Risperidone treatment for 52 weeks commenced at 2 mg/d, with the option to titrate to 6 mg/d. The primary efficacy variable was study failure (study discontinuation for relapse, adverse events, insufficient response, withdrawn consent, lost to follow-up, or noncompliance). The most common dosage was 6 mg/d. Of the 79 patients in the intent-to-treat analysis, 38 completed the study (sustained treatment success), 29 were classified as treatment failure, and 12 were "not evaluable." When the intent-to-treat population was reclassified into study success or study failure, there were 40 study successes (38 treatment successes and 2 ineligible to continue) and 39 study failures (29 treatment failures, 3 lost to follow-up, and 7 noncompliant). Among patients considered to be treatment failures, only 10 had relapse and 10 had adverse events, 2 had insufficient response, and 7 withdrew consent. Raw mean
time to treatment failure was 101.7 +/- 90.9 days, and median time was 77 days (range 7 to 284). From Kaplan-Meier curves, mean
time to treatment failure was 213.3 +/- 12.2 days; the median was longer than the study period. There was significant improvement (reduction in severity of symptoms) for the intent-to-treat population in total and all Positive and Negative Syndrome Scale subscale scores (P < or =0.0119), Clinical Global Impression Severity (P = 0.0003), cognitive function "letter fluency totals" (P = 0.0044), Abnormal
Involuntary Movement Scale (P < 0.0001), and Targeting Abnormal Kinetic Effects scale (measures abnormal kinetic effects; P < 0.0001) at study end point.
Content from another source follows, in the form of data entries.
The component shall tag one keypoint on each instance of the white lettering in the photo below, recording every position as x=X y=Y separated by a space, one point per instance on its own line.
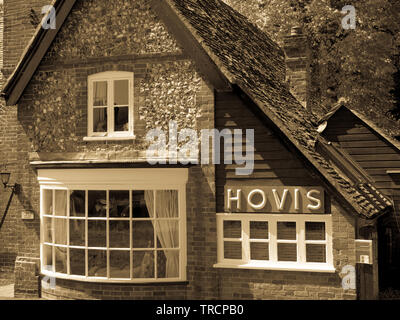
x=237 y=199
x=260 y=205
x=311 y=198
x=280 y=203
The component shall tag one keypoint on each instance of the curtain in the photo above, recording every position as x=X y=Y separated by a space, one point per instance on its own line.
x=60 y=226
x=167 y=230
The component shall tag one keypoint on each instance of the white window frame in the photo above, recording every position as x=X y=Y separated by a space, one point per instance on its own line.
x=110 y=77
x=112 y=179
x=273 y=263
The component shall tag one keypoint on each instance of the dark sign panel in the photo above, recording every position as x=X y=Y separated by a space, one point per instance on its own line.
x=274 y=199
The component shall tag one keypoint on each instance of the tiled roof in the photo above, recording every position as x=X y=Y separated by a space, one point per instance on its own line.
x=250 y=59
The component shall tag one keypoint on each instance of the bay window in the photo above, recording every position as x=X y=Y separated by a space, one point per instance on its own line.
x=131 y=230
x=275 y=241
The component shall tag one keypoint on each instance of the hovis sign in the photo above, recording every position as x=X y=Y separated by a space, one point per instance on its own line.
x=274 y=199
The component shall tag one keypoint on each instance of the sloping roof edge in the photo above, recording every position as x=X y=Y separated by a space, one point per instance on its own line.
x=341 y=105
x=33 y=53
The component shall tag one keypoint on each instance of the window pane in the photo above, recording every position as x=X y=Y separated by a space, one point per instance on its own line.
x=48 y=202
x=100 y=93
x=61 y=259
x=258 y=230
x=167 y=204
x=232 y=229
x=119 y=234
x=77 y=261
x=97 y=233
x=168 y=264
x=97 y=263
x=259 y=251
x=143 y=234
x=77 y=232
x=232 y=250
x=47 y=258
x=316 y=253
x=60 y=231
x=77 y=203
x=60 y=203
x=100 y=120
x=119 y=264
x=47 y=230
x=287 y=252
x=121 y=119
x=142 y=201
x=315 y=231
x=97 y=203
x=287 y=230
x=121 y=92
x=168 y=233
x=143 y=264
x=119 y=204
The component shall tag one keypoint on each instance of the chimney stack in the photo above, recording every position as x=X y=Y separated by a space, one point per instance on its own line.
x=298 y=65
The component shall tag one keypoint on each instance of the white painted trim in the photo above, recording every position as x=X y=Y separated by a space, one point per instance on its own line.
x=121 y=179
x=143 y=178
x=110 y=138
x=273 y=263
x=309 y=267
x=109 y=77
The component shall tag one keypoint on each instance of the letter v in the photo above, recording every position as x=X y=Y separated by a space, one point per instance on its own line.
x=280 y=203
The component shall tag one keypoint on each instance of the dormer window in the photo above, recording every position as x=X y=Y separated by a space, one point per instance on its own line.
x=110 y=105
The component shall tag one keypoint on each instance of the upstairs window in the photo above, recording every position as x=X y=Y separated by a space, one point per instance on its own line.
x=110 y=105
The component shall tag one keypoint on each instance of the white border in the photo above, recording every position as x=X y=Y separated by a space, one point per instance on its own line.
x=109 y=77
x=116 y=179
x=273 y=264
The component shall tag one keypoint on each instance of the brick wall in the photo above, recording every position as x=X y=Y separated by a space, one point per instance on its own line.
x=63 y=74
x=259 y=284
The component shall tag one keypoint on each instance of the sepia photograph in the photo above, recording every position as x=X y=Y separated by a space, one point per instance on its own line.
x=200 y=150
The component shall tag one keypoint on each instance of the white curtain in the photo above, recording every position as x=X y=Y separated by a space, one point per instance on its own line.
x=60 y=226
x=167 y=230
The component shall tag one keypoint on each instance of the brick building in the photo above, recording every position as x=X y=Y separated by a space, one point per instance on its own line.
x=95 y=215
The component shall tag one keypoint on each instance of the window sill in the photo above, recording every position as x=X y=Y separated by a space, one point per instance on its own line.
x=309 y=267
x=110 y=138
x=161 y=281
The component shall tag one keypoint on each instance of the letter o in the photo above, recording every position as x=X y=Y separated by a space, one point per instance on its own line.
x=257 y=206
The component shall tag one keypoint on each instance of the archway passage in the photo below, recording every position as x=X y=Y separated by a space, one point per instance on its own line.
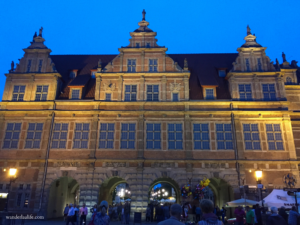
x=63 y=191
x=164 y=190
x=114 y=190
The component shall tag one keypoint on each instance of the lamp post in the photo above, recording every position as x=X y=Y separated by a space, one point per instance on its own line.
x=12 y=177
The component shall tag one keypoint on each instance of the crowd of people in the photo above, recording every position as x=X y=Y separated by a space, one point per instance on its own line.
x=206 y=214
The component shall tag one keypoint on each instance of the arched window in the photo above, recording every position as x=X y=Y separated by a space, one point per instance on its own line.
x=288 y=80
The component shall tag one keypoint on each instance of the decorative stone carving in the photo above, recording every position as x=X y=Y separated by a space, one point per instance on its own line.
x=109 y=86
x=67 y=164
x=175 y=86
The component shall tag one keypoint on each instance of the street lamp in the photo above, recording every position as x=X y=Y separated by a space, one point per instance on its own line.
x=12 y=177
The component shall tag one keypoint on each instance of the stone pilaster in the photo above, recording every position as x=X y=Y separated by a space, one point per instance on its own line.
x=163 y=88
x=120 y=88
x=186 y=88
x=97 y=88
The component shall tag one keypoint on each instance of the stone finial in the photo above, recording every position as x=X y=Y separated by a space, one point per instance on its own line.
x=283 y=57
x=144 y=14
x=248 y=30
x=185 y=67
x=41 y=31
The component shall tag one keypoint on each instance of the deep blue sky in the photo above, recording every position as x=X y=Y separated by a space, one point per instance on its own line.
x=190 y=26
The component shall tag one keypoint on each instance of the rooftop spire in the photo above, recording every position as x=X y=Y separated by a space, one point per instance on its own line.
x=144 y=14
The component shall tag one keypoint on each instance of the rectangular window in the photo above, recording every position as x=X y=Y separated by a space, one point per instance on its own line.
x=251 y=136
x=107 y=96
x=131 y=65
x=41 y=93
x=19 y=199
x=128 y=135
x=18 y=93
x=247 y=65
x=175 y=136
x=175 y=97
x=34 y=135
x=81 y=135
x=12 y=134
x=152 y=65
x=26 y=200
x=106 y=139
x=274 y=136
x=40 y=65
x=59 y=138
x=259 y=64
x=222 y=73
x=130 y=92
x=245 y=91
x=201 y=136
x=75 y=94
x=152 y=92
x=209 y=93
x=153 y=136
x=28 y=65
x=269 y=92
x=224 y=136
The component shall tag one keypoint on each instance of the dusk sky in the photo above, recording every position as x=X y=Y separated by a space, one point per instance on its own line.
x=101 y=27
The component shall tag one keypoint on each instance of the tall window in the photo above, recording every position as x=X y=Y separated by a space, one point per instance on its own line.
x=245 y=91
x=28 y=65
x=251 y=136
x=34 y=135
x=201 y=136
x=269 y=92
x=60 y=132
x=175 y=136
x=175 y=97
x=130 y=92
x=40 y=65
x=75 y=94
x=224 y=136
x=41 y=93
x=152 y=92
x=209 y=93
x=18 y=93
x=131 y=65
x=106 y=139
x=247 y=64
x=12 y=134
x=81 y=135
x=259 y=64
x=128 y=135
x=152 y=65
x=153 y=136
x=274 y=136
x=107 y=96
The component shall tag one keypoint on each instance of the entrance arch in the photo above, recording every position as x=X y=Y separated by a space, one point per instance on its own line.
x=64 y=190
x=164 y=185
x=108 y=189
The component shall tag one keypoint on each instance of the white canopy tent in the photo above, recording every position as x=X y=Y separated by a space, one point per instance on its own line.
x=278 y=198
x=241 y=202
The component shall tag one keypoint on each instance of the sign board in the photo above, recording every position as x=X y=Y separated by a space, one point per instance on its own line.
x=260 y=186
x=137 y=217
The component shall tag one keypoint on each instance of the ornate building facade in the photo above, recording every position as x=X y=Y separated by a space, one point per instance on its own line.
x=75 y=126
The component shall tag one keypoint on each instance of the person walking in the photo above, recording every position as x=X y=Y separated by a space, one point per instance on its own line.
x=83 y=213
x=71 y=215
x=208 y=218
x=175 y=216
x=275 y=219
x=101 y=217
x=66 y=210
x=293 y=216
x=240 y=215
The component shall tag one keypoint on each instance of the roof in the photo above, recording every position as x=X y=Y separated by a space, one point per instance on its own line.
x=203 y=68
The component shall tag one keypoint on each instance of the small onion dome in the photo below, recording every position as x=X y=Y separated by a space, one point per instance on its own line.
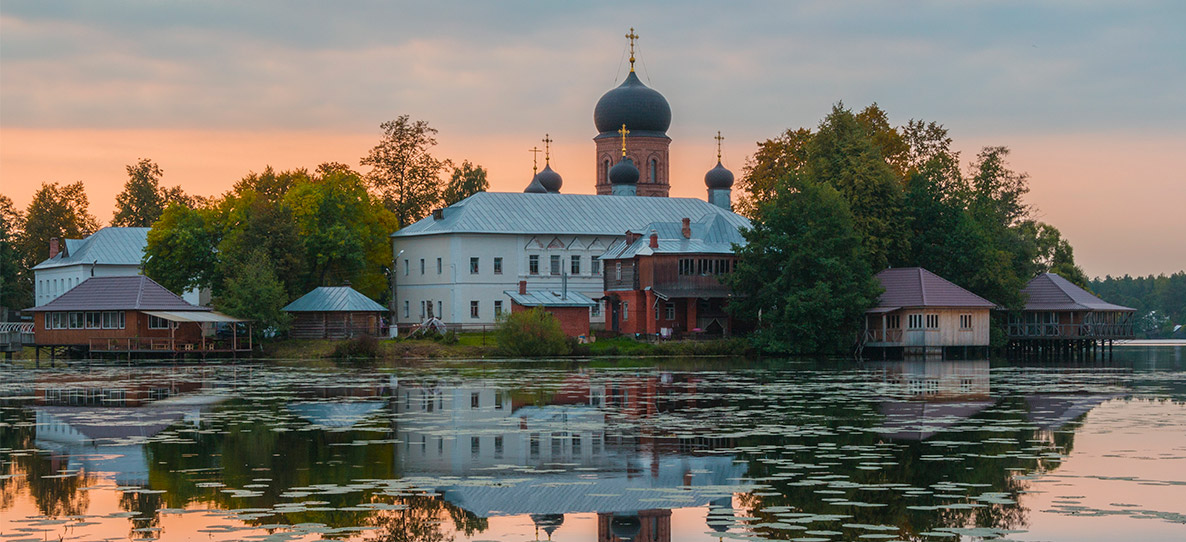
x=635 y=104
x=719 y=177
x=535 y=186
x=549 y=179
x=624 y=172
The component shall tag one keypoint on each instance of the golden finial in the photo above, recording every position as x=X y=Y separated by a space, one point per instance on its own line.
x=547 y=148
x=535 y=159
x=631 y=37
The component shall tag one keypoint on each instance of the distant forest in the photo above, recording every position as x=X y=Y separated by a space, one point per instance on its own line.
x=1160 y=301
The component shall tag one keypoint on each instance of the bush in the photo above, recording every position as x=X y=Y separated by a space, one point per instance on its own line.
x=358 y=348
x=531 y=333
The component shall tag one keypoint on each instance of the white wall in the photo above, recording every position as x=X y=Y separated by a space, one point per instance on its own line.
x=456 y=286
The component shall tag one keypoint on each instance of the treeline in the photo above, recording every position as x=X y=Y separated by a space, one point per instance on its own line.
x=1160 y=301
x=835 y=204
x=271 y=238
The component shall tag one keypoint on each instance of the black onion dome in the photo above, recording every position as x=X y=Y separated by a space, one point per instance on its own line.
x=719 y=177
x=549 y=179
x=624 y=172
x=635 y=104
x=535 y=186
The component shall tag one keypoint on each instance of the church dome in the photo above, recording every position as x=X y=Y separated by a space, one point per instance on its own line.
x=719 y=177
x=549 y=179
x=535 y=186
x=635 y=104
x=624 y=172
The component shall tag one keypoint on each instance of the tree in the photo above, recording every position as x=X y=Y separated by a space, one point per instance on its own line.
x=803 y=274
x=182 y=249
x=467 y=180
x=253 y=292
x=403 y=172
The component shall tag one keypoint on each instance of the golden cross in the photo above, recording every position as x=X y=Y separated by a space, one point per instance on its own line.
x=631 y=37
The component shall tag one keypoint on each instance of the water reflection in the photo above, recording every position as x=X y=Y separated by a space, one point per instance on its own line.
x=903 y=450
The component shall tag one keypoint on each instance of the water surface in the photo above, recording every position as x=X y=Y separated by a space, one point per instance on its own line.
x=697 y=450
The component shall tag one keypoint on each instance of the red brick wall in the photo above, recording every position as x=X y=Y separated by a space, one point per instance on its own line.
x=642 y=151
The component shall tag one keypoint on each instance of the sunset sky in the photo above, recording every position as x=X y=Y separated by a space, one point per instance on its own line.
x=1088 y=95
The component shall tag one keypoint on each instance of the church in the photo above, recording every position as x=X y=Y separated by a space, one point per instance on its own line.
x=461 y=263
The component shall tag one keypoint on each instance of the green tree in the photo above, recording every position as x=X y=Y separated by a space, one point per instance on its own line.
x=803 y=274
x=182 y=250
x=252 y=291
x=403 y=172
x=843 y=155
x=467 y=180
x=531 y=333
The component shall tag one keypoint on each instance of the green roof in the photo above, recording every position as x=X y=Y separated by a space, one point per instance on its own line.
x=335 y=299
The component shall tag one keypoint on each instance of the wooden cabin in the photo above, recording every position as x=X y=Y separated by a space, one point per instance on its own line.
x=132 y=314
x=571 y=307
x=668 y=282
x=335 y=312
x=924 y=314
x=1063 y=318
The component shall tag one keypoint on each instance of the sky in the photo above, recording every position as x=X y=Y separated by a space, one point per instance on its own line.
x=1089 y=96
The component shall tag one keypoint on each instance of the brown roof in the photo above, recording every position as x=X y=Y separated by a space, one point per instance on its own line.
x=1051 y=292
x=917 y=287
x=119 y=293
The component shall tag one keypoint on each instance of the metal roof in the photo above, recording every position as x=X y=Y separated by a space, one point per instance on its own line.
x=550 y=298
x=713 y=234
x=563 y=214
x=917 y=287
x=1051 y=292
x=335 y=299
x=119 y=293
x=106 y=247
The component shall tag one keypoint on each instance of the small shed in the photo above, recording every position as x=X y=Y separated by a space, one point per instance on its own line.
x=335 y=312
x=923 y=313
x=572 y=308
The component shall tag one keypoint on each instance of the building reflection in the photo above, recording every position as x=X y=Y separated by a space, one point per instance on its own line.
x=588 y=447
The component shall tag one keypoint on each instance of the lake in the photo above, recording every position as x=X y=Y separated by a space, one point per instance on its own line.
x=630 y=450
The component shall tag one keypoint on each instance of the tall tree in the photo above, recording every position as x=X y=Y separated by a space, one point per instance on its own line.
x=467 y=180
x=403 y=172
x=56 y=211
x=803 y=274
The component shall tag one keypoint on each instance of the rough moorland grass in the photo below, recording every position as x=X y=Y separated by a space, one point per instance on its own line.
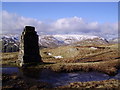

Most patients considered the treatment at least "acceptable" during the study, and mean change at study end corresponded to between "acceptable" and "quite acceptable." After 1 year of
risperidone treatment in a naturalistic setting reflecting usual UK clinical practice, patients with chronic
schizophrenia showed improvement in symptoms and reduction in disease severity, and only 10 of 79 had relapse; 48.1% of patients were considered to be sustained treatment successes, 36.7% as treatment failures, and 15.2% as not "evaluable." Fifty-one percent of patients were considered to be study successes and 49% as study failures.